Make the bars semi-transparent so we can see both colors by adding the argument alpha=0.5 to the geom_histogram function.
Redo the plot, making both of these changes.
Which of the following buckets contain no female paroles? Select all that apply.
This plot can be generated with the following command:
ggplot(parole, aes(x = age, fill = male)) + geom_histogram(binwidth = 5, position = “identity”, alpha = 0.5) + scale_fill_manual(values=colorPalette)
If you look at the plot, you can see that there are no female parolees in the age groups 15-19, 55-59, and 65-69 (the bars have height zero).
Problem 4.1 - Time Served
Now let’s explore another aspect of the data: the amount of time served by parolees. Create a basic histogram like the one we created in Problem 2, but this time with time.served on the x-axis. Set the bin width to one month.
What is the most common length of time served, according to this histogram?
Between 2 and 3 months
Between 3 and 4 months
Between 4 and 5 months
Between 5 and 6 months
You can create this histogram with the following command:
ggplot(data = parole, aes(x = time.served)) + geom_histogram(binwidth = 1)
The highest bar corresponds to between 4 and 5 months.
Problem 4.2 - Time Served
Change the binwidth to 0.1 months. Now what is the most common length of time served, according to the histogram?
Between 2.1 and 2.2 months
Between 3.0 and 3.1 months
Between 4.2 and 4.3 months
Between 4.8 and 4.9 months
You can change the binwidth by using the following command:
ggplot(data = parole, aes(x = time.served)) + geom_histogram(binwidth = .1)
Now, the highest bar corresponds to between 3.0 and 3.1 months.
Be careful when choosing the binwidth - it can significantly affect the interpretation of a histogram! When visualizing histograms, it is always a good idea to vary the bin size in order to understand the data at various granularities.
Problem 4.3 - Time Served
Now, suppose we suspect that it is unlikely that each type of crime has the same distribution of time served. To visualize this, change the binwidth back to 1 month, and use facet_grid to create a separate histogram of time.served for each value of the variable crime.
Which crime type has no observations where time served is less than one month? Recall that crime type #2 is larceny, #3 is drug-related crime, #4 is driving-related crime, and #1 is any other crime.

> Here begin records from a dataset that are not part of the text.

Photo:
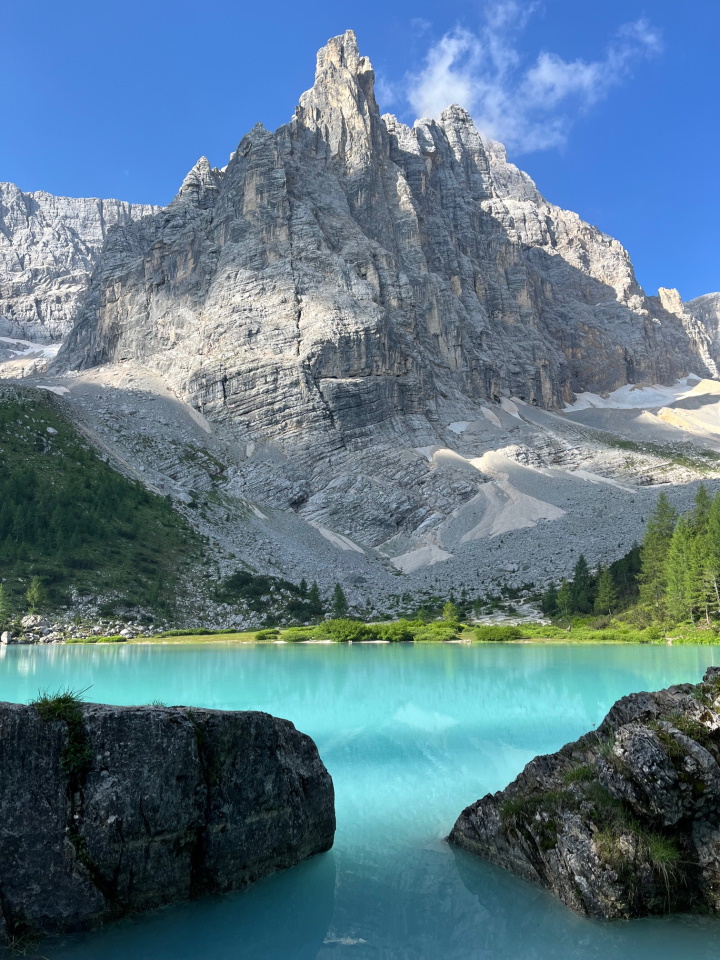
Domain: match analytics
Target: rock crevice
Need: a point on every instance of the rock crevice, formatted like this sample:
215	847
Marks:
114	810
623	822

For which crime does the frequency of 5-6 month prison terms exceed the frequencies of each other term length?
This histogram can be generated using the command:
ggplot(data = parole, aes(x = time.served)) + geom_histogram(binwidth = 1) + facet_grid(crime ~ .)
Problem 4.4 - Time Served
Now, instead of faceting the histograms, overlay them. Remember to set the position and alpha parameters so that the histograms are not stacked. Also, make sure to indicate that the fill aesthetic should be “crime”.
In this case, faceting seems like a better alternative. Why?

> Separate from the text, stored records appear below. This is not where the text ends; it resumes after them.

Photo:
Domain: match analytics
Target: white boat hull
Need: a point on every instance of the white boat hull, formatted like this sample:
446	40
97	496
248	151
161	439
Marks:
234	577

With four different groups, it can be hard to tell them apart when they are overlayed.
ggplot doesn’t let us overlay plots with more than two groups.
Overlaying the plots doesn’t allow us to observe which crime type is the most common.

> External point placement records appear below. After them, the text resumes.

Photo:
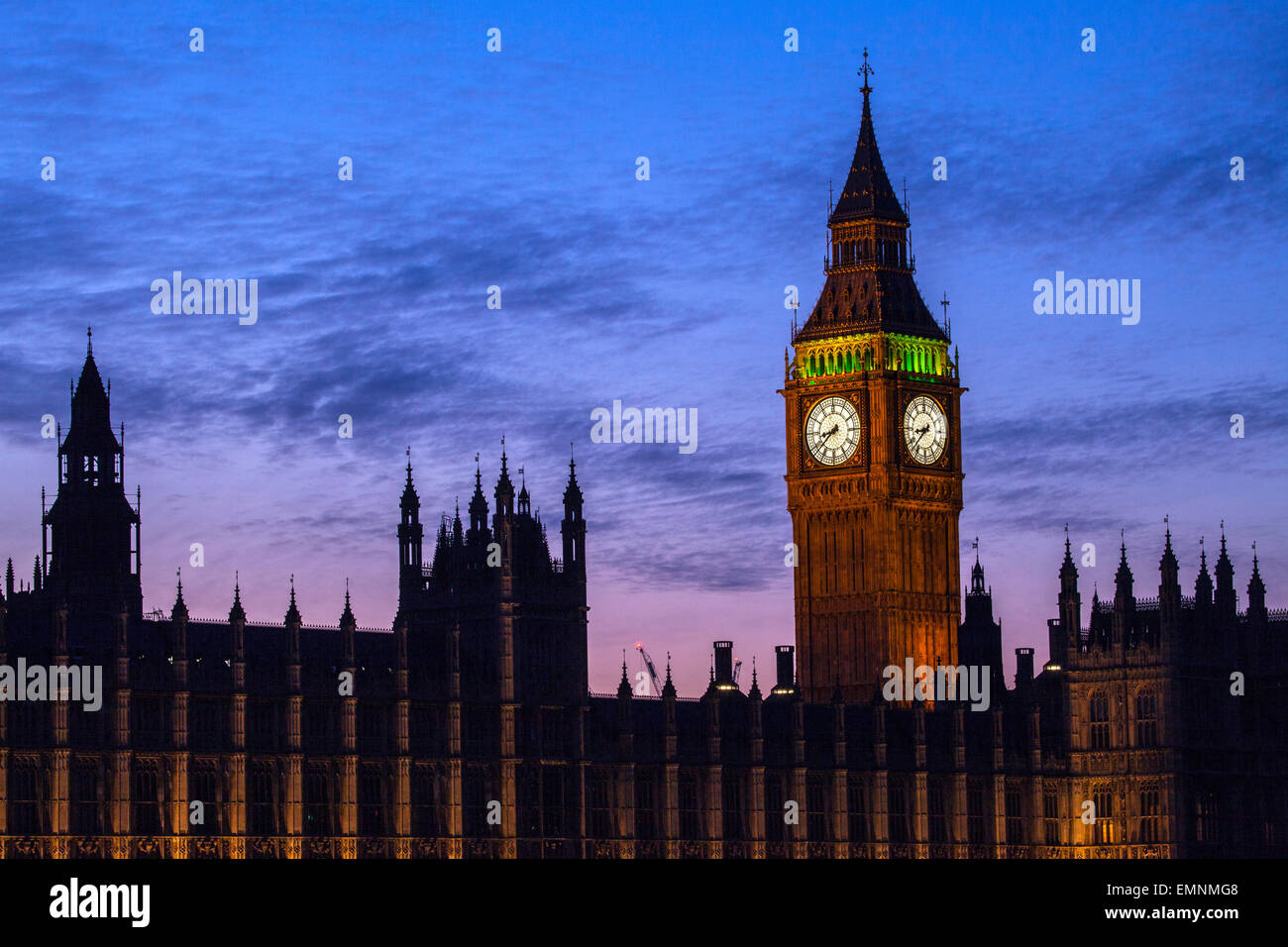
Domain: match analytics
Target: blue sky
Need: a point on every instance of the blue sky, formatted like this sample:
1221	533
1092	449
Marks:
516	169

You can generate this plot with the following command:
ggplot(data=parole, aes(x=time.served, fill=crime)) + geom_histograph(binwidth=1, position=“identity”, alpha=0.5)
While overlaying the plots is allowed and lets us observe some attributes of the plots like the most common crime type, it can be hard to tell them apart and if they have similar values it can be hard to read.